This asymmetric interest rate policy has been the unofficial US policy for a generation. Now, the doom loop is coming to an end. The doom loop is where:
a cycle of cheap financing and lax regulation leads to excess risk and credit growth followed by huge losses and bailouts. With interest rates near zero everywhere, the doom loop seems to have hit a terminal state where debt deflation and depression are the only end game unless serious reform measures are taken.
However, with fiscal policy off the table in the US and Europe, what is the monetary agent to do? Post credit-crisis tight money and tight fiscal leads to depression. David Beckworth, an economics professor and blogger at “Macro and Other Market Musings”, argues the monetary agent needs to be accommodative by targeting nominal GDP and nominal income. What does that mean? I asked him to explain. Here’s what he wrote me:
The key for the Fed to be effective is for it to radically change or "shock" expectations about future nominal spending.

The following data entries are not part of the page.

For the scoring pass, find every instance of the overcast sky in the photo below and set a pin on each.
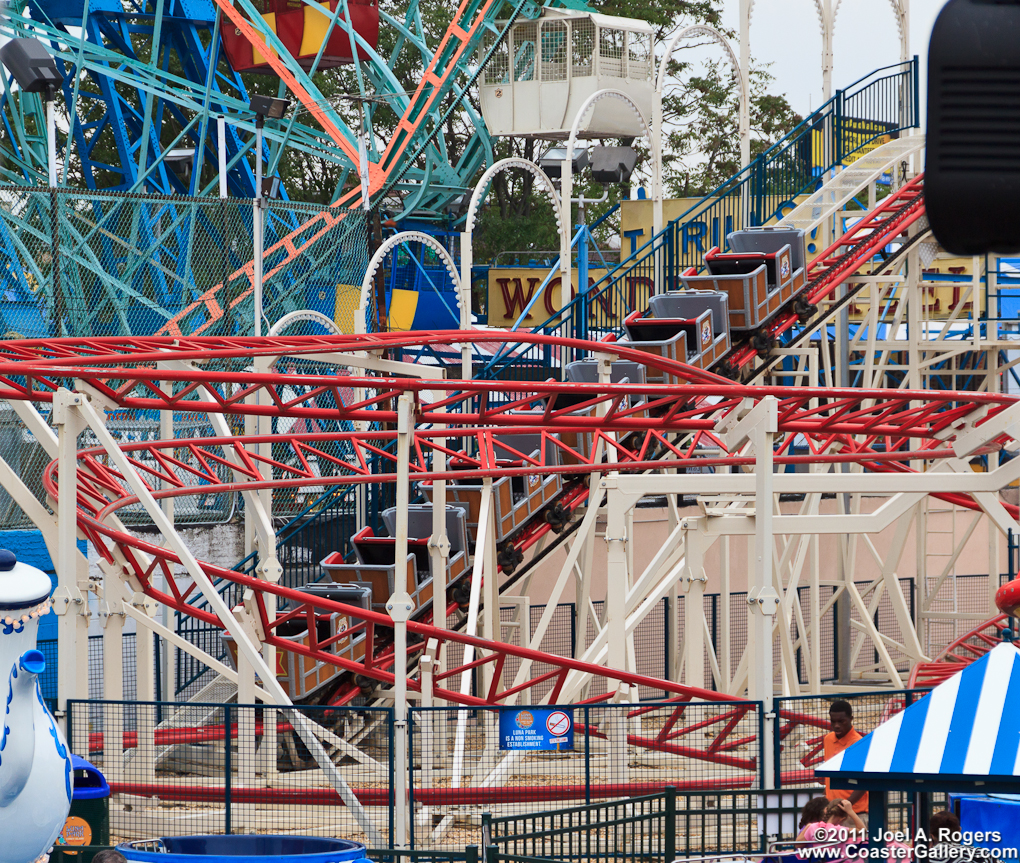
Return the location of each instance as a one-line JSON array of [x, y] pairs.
[[786, 34]]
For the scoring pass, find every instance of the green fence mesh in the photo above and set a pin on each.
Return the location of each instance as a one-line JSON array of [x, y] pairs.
[[84, 263]]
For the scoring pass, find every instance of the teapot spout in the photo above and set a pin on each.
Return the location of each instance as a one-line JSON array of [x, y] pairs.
[[17, 740]]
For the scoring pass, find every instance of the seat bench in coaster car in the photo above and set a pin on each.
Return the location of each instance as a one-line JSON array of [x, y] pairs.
[[689, 326], [764, 272], [515, 499], [375, 564]]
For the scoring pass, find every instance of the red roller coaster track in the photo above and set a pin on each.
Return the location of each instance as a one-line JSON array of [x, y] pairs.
[[646, 427]]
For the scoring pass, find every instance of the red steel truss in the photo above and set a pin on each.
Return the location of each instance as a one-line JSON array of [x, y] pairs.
[[642, 427], [856, 248]]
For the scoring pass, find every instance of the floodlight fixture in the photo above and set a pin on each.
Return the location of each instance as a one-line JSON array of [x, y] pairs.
[[613, 164], [36, 71], [267, 107], [270, 188], [181, 161], [552, 160]]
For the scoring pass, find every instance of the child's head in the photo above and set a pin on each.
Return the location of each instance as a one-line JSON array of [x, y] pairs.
[[834, 813], [813, 811]]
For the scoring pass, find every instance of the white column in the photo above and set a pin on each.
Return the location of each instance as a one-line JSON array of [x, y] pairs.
[[399, 608], [143, 765], [113, 690], [762, 598], [69, 599], [694, 610], [617, 579], [826, 14], [745, 73]]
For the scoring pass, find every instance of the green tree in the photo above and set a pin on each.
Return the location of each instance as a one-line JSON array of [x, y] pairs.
[[702, 114]]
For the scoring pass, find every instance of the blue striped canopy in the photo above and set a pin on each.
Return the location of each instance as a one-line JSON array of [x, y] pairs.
[[967, 730]]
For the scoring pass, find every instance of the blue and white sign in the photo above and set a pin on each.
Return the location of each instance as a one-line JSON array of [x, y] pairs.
[[536, 728]]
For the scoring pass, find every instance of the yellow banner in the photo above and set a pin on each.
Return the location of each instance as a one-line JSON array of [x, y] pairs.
[[512, 290]]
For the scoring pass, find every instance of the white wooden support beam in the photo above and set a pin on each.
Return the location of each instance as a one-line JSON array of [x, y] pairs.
[[694, 580], [245, 646], [399, 607]]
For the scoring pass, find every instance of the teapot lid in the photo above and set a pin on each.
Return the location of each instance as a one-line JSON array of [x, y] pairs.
[[21, 586]]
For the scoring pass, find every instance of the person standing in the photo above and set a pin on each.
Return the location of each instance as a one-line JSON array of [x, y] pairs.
[[844, 734]]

The Fed would do this by announcing an explicit NGDP level (or price level) target where it publicly committed to buying up as many assets as it needed to return NGDP (or the price level) to some pre-crisis level trend. Since this would mean higher-than-normal NGDP (or price level) growth for some time (until the pre-crisis trend is restored), it would imply the Fed would be purchasing a lot more assets. This would "shock" households and firms into spending their money assets on other riskier assets (like stocks and physical capital) as well as goods and services lest their money assets lose value from the higher expected inflation during the catch up growth period.
Some points:
- Even if only the riskier financial assets are initially purchased, the sellers of the financial assets would now have money balances they will want to unload because of the higher inflation. They too will start buying up other assets, goods, and services. Eventually, then, the money assets will buy capital, goods, and services. This requires, though, that the Fed continues to buy up assets–including longer-term treasury securities– until this happens, which is the very point of having a spending target like a NGDP level target–keep adding stimulus until nominal spending hits its target.

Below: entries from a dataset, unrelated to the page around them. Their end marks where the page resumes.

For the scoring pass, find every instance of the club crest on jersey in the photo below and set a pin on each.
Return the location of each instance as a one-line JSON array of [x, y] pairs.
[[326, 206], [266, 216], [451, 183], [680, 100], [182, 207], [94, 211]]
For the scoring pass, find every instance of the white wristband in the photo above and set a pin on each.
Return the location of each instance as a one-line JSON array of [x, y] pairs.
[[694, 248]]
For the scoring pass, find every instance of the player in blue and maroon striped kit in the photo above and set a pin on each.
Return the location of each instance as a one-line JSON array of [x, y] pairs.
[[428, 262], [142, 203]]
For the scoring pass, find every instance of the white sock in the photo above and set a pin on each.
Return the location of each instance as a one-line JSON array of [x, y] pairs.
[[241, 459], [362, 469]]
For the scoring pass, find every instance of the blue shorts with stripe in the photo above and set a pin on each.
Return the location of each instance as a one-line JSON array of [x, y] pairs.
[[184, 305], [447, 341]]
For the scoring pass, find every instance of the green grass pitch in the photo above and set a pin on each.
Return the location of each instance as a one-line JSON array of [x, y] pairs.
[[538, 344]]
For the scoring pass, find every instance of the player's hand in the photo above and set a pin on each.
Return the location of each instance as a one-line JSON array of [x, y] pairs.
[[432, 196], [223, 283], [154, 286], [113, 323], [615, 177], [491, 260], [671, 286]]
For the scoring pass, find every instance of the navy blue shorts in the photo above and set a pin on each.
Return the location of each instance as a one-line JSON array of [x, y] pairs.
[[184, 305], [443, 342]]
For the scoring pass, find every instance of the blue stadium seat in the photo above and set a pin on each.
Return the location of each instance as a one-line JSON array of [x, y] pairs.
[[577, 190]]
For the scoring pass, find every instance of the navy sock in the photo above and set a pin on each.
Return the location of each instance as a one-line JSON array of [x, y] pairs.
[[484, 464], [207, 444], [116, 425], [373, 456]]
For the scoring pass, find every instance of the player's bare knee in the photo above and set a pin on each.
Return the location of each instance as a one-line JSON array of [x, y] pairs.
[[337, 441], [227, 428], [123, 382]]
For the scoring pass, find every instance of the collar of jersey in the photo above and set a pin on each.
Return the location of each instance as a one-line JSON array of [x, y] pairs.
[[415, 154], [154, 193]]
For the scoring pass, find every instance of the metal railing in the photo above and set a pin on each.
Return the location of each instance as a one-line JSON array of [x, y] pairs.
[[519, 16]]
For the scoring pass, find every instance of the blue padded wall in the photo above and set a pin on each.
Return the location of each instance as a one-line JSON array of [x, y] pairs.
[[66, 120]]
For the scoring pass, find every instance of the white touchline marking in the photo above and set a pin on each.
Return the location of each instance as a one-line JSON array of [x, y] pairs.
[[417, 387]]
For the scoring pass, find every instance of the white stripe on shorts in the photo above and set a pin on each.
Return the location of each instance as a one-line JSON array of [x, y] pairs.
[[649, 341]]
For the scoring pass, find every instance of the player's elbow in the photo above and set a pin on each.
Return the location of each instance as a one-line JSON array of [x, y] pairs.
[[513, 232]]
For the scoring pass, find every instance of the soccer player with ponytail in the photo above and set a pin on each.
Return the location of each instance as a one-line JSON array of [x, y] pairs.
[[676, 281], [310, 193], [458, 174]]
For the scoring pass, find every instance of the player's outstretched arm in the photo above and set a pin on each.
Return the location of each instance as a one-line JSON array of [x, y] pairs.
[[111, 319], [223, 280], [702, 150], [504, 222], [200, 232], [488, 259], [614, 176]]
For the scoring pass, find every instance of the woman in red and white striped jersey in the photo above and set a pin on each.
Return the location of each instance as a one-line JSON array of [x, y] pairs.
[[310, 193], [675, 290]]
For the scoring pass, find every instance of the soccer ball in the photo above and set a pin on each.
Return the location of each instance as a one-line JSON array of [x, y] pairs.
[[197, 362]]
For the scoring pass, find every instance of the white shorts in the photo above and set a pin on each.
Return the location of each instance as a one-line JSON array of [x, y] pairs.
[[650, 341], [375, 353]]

- The key is to have a level target, not a growth rate target. A growth rate target like inflation targeting lets bygones be bygones. A level target allows for catchup growth and vice versa when there is a deviation from the target. This allows for more aggressive monetary action in the short term, but at the same time creates more certainty over the long term since the policy aims for a target level growth path.
- Having an explicit, well communicated nominal target means the Fed does not need to commit up front to an explicit dollar amount of asset purchases. This makes the policy less controversial, eliminates the need for successive rounds of ad-hoc QEs, and if credible will cause the markets to do the heavy lifting (i.e. if the markets believe the Fed is serious about higher nominal spending and inflation, they will respond on their own before the Fed purchases assets and thus lessen the needed amount of asset purchases by the Fed).
- Not only have corporations, but households too have built up relatively large share of liquid, money-like assets since the crisis. All the talk about household deleveraging ignores that they have also been rapidly building up the share of liquid assets and thus curtailed spending. The process above should help reverse this development.
- Once the nominal spending takes off, there will be real economic gains, not just inflation, given the amount of excess economic capacity. (i.e. the increased spending will put unemployed resources back to work).
- Because of (5), expectations of higher real growth will further reinforce current nominal spending and increase the demand for loans from banks. Banks will respond to the increased demand for credit by extending loans. The money supply grows in turn.